EPISODE 006: Leaving a Toxic Relationship and the Metamorphosis that Came Afterwards
In this week’s episode, Callie Butler, opens up about leaving a toxic relationship she lost herself in, her journey through the abuse until she realized she needed to leave; and transforming from a self proclaimed “empty gray husk” of a person into her true self whom she never truly knew until she learned the value of self love and having a relationship with herself.

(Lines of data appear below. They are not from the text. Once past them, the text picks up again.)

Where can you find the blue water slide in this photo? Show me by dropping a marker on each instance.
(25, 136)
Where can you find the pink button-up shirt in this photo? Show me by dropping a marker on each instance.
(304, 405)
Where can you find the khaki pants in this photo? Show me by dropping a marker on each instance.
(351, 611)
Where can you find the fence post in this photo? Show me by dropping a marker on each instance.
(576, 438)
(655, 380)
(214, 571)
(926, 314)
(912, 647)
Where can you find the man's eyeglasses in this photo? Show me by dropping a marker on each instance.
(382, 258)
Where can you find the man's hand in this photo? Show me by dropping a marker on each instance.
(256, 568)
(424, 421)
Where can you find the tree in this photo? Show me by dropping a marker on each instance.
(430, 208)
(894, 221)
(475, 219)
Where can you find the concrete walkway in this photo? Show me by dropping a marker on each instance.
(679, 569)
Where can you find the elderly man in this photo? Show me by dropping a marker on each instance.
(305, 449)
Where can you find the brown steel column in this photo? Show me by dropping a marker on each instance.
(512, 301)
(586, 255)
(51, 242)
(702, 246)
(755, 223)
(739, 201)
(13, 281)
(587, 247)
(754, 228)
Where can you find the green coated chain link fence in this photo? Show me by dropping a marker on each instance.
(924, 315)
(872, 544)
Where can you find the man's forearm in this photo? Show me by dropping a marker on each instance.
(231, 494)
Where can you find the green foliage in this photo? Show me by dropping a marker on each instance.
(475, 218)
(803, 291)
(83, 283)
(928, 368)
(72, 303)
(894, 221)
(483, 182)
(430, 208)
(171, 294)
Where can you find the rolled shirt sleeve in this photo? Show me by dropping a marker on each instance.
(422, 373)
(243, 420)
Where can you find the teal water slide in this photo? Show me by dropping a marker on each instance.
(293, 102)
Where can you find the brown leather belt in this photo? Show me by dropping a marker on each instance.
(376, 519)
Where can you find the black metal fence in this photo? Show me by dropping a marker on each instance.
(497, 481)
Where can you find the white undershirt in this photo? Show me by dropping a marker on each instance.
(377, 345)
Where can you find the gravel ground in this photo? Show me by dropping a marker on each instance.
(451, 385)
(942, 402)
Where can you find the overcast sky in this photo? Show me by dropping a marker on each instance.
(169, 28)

In this candid conversation, Callie explains how leaving a toxic relationship put her in a desperate situation, which forced her to spend time in nature, the Unitarian Church, focus on veganism, and transform her career into a purpose-driven pursuit. Callie explores how these changes led to being healthier and happier than she has ever been and more herself than she has ever been. Callie has learned how to accept help and still consider herself independent.
Tune in to see how Callie learned the difference between being committed to a relationship and being trapped in a dangerous relationship.
“Being human is about strength and fortitude, but also about the beauty in vulnerability…” Callie says she’s learned this over the years.
Callie details the dissolution of her marriage and how the transition to being unmarried took form, prompting authentic self discovery.
The most important thing in life is connection. “The relationships we share with others are the currency of our lives.”
A before and after marriage exploration.
A take away for listeners is that “Desperation” led to an unhealthy relationship. Avoid getting into relationships out of necessity.
Isolation and lack of connection led to a challenging time. It came over time and through multiple forms of intimidation and manipulation.
Distance - being out of the abusive situation - provided clarity. Callie viewed herself as a strong woman, shouldering the emotional work in a relationship - the point is, it’s not always clear you’re in an abusive relationship.
Lesson learned - helping other people is a wonderful thing to do, but it doesn’t have to come at the price of your own self. In her marriage, there was no price that was too great. Identity was secondary to the relationship.
Callie details the form the abuse took - emotional and physical events. She was scared to leave.
A brain lesion, a prognosis of 6 months to live, and Callie’s response to it clued her in that she was on the wrong path.
When your’e significant other puts a tracking mechanism on you, something isn’t right.
Leaving for a weekend trip turned into never going home.
Callie spent 45 days in a domestic violence shelter. When she first went in, she felt like a sham. But says, “…it took me a little while to realize I was exactly where I needed to be.”
Nature and hiking helped Callie get herself back.
After leaving the shelter, a clean slate offered the new beginning Callie embraced, including veganism, patience, and physical activity that transformed her life.
Callie asked herself, why did you choose this? And the answer to her question led her to realize she needed to love herself to avoid toxic relationships.
Healing occurred for Callie through engagement with her church, teaching, and learning.
Callie explains her views on veganism and the empowerment it brings.
Use the tools like a domestic violence shelter without letting shame stand between you and your ability to take control of your life. In the absence of shame and fear of vulnerability she would not have suffered as long as she did.
Familiarize yourself with the available resources.
Reach out to people who care about you.
It’s ok to be vulnerable, make mistakes, and find yourself in a situation that’s not ideal and recognize it doesn’t make you reach to ask for help.
To make change in your life, such as transition to veganism, create an incremental plan.
Surround yourself with positive messaging. (I love following Callie’s positive posts on Facebook!)
Invest in a friendship with yourself, making it a priority in your life.
Always be willing to examine the nature of relationships in your life to ensure healthy connections.